ソックス事変
冷え性の冬。
重ね履きのために買った税込み三百円のソックスは、左右それぞれの足にフィットするような作りになっているらしい。わかりやすいようにエルとアールが刺繍されている。
安物の消耗品だから見た目はぜんぜんこだわっていないけど、こだわったほうがいいかもしれない問題としては、わたしの足はエルとアールを逆にしたほうがしっくりくるということ。わたしの右足は右足らしくないし、わたしの左足は左足らしくない。あべこべの足。神さまに造形を間違えられた。
三が日が終わって始業式も間近なのに、わたしという奴は正月気分どころかクリスマス気分も抜けず、なんならこのままハロウィンに突入してもいいくらいの気持ちでコタツに没入していた。
コタツ。それは神の与えし祝福。そして大罪。
猫とみかんはないけれど、昨日スーパーで買ってきたイチゴはある。みかんにすればよかった。お菓子コーナーに行ったら節分やバレンタインのピックアップが始まっていて、何をそんなに生き急いでるのかわからない。お惣菜コーナーにいたっては「春の味覚」なんてラベルが貼られていて、先取りしましたよ感が半端ない。でも外は雪降ってますけど。
イチゴをつまみながら寝そべっていると、表面の小さいつぶつぶがだんだん気になってきて手が止まる。
よく見たらこのつぶつぶはわりと気持ち悪いのに、なぜ女子はイチゴを好きになるのか。
ベリー系ならもっと美味しいのあるはずなのに。そりゃ美味しいブランドイチゴもたくさんあるけど、イチゴが好きになるきっかけの初イチゴはそんなに高級品ではないはずだし、たぶん幼い頃に接したありふれてるフルーツの中での一位がずっと君臨し続けてるだけで、すりこみ的なあれで、それでもって需要があると知った人たちが、イチゴをモチーフにしたグッズやらキャラやら服飾やら作りまくるもんだから、多数派にすがりたい人でも安心してイチゴ好きになれるって寸法よ。そうなの? 知りません。
イチゴグッズ集めまくってる人が前にテレビに出てたけど、やっぱりあのつぶつぶのクローズアップは好きになれないなー。じっくり見なきゃ平気だけど。一度じっくり見ることに気づいちゃうとだめだな。視力いいからなわたしは。
じわじわと暑苦しくなってきた下半身を冷ますため、コタツの天板を背にして、反対側にあるタンスに両足をあずけた。親が出かけているからこそできる、はしたなき所業。
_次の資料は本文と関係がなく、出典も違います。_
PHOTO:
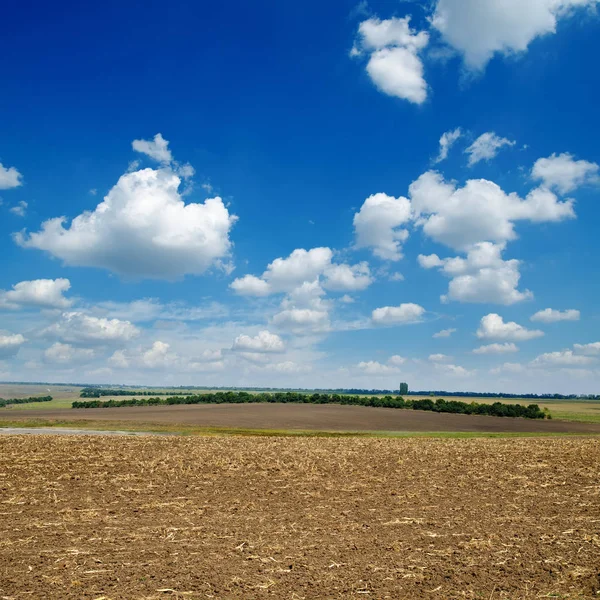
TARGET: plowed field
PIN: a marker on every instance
(245, 517)
(328, 417)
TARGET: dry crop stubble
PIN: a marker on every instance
(231, 517)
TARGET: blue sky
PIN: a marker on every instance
(284, 194)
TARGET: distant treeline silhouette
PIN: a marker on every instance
(496, 409)
(93, 392)
(97, 392)
(4, 402)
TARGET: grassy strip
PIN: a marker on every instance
(184, 430)
(11, 401)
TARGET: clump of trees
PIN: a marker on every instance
(93, 392)
(4, 402)
(497, 409)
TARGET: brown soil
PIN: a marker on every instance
(328, 417)
(298, 518)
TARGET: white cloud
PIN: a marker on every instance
(78, 328)
(496, 348)
(352, 278)
(377, 225)
(549, 315)
(20, 209)
(372, 367)
(453, 370)
(444, 333)
(563, 358)
(485, 147)
(479, 211)
(348, 278)
(265, 341)
(396, 360)
(10, 344)
(142, 228)
(398, 315)
(38, 293)
(493, 327)
(151, 309)
(9, 178)
(65, 354)
(249, 285)
(287, 366)
(565, 174)
(302, 320)
(394, 64)
(446, 142)
(483, 276)
(508, 368)
(305, 266)
(593, 348)
(304, 310)
(479, 29)
(285, 274)
(159, 356)
(157, 149)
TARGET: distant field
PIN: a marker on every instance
(291, 417)
(586, 411)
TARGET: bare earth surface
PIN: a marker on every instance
(328, 417)
(92, 517)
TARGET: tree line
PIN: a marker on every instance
(497, 409)
(91, 392)
(4, 402)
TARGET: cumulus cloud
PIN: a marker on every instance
(373, 367)
(447, 140)
(378, 224)
(396, 360)
(10, 344)
(157, 149)
(483, 276)
(79, 328)
(250, 285)
(142, 229)
(493, 327)
(394, 64)
(479, 211)
(38, 293)
(19, 209)
(549, 315)
(444, 333)
(565, 174)
(350, 278)
(593, 348)
(479, 29)
(565, 358)
(453, 370)
(496, 348)
(305, 266)
(160, 356)
(508, 368)
(265, 341)
(398, 315)
(485, 147)
(9, 178)
(65, 354)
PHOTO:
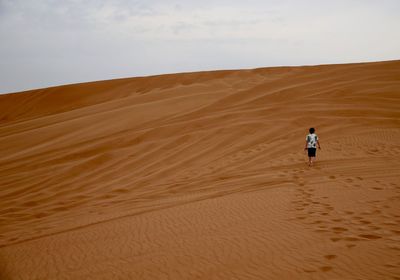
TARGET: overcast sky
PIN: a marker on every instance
(52, 42)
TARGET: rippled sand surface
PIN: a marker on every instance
(203, 176)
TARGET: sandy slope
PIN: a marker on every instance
(203, 176)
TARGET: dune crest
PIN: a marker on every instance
(203, 175)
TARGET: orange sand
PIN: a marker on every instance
(203, 176)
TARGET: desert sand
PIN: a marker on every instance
(204, 176)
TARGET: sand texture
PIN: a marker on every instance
(203, 176)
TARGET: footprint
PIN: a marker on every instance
(339, 229)
(330, 257)
(325, 268)
(370, 236)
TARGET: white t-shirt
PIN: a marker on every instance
(312, 139)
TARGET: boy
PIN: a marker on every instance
(311, 145)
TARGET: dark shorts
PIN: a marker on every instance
(311, 152)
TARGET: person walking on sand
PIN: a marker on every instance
(311, 145)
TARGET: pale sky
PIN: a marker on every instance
(52, 42)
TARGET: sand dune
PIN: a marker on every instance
(203, 176)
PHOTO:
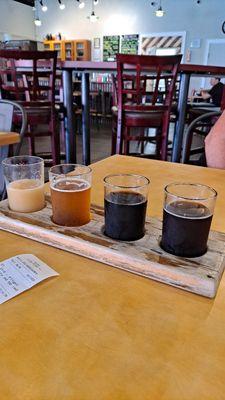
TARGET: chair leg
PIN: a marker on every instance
(142, 134)
(164, 143)
(31, 142)
(119, 134)
(55, 141)
(113, 143)
(126, 141)
(158, 144)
そのまま足の指先でリズムだって取れてしまう。
すすす、とソックス越しのつま先でタンスの表面をこすっていると、わたしは大変なことに気が付いた。
これは、なにかに似ている。
この、摩擦音。
鉛筆でなにか書いているときの音に、すごい似てる。
すごい似てるけど、これはたぶんここでしか再現できないから、共感できる人が存在しない。
わざわざこの音を聞かせるためだけに人を呼ぶなんてありえないし、聞かせたあとはきっと極上の気まずさが待っている。気まずさ選手権の上位入賞目指せる。
でもすごいなーこれ。
すごい鉛筆の音に似てる。
いや鉛筆の音じゃなくて、鉛筆でなにか書いてる音に似てる。
しかもけっこう速筆だ。
仮名や漢字を書いてるというよりは、筆記体を書いているときのような滑らかさを感じる。
なにかこう、サインだ。
契約書かなにかにサインをしているときのような、すらすらさらさら感。
なんでこんな音がするんだろう。親指の動かしかた? 足元が微妙にこもって聞こえるというのもあるかもしれない。爪の伸び具合がちょうどいいのかも。
ためしに素足でタンスをこすってみたら、ぜんぜん違う音になった。
だめだ。ソックスが必要だ。おれにはおまえが必要だ。ちょっとした告白だ。
タンス、ソックス、わたしの足。
この三種の神器がそろって初めて、鳴り響く音。
鳴り響かせる必要性は、特にない音。
録音しようかな。録音しておいて聞き返す機会があるのかっていうと、そんな人生は悲しすぎるような気もするけど、でもこのライブ感は貴重じゃないでしょうか。
明日には興味を失っているであろう、この音。
鉛筆でなにか書いているときの音。
だれにも共感されない音。
アイフォンどこにおいたっけ。
あ、メール着てる。お昼か。お昼ご飯どうしようかな。タイヤキ食べたいな。レンタル返しにいかないとだし、ついでに買いに行こう。
家を出るときにふと、そっくりなソックス、という言葉を思いついたけど、忘れたほうがいいと思い直して、わたしは寒空の下へ旅立つ。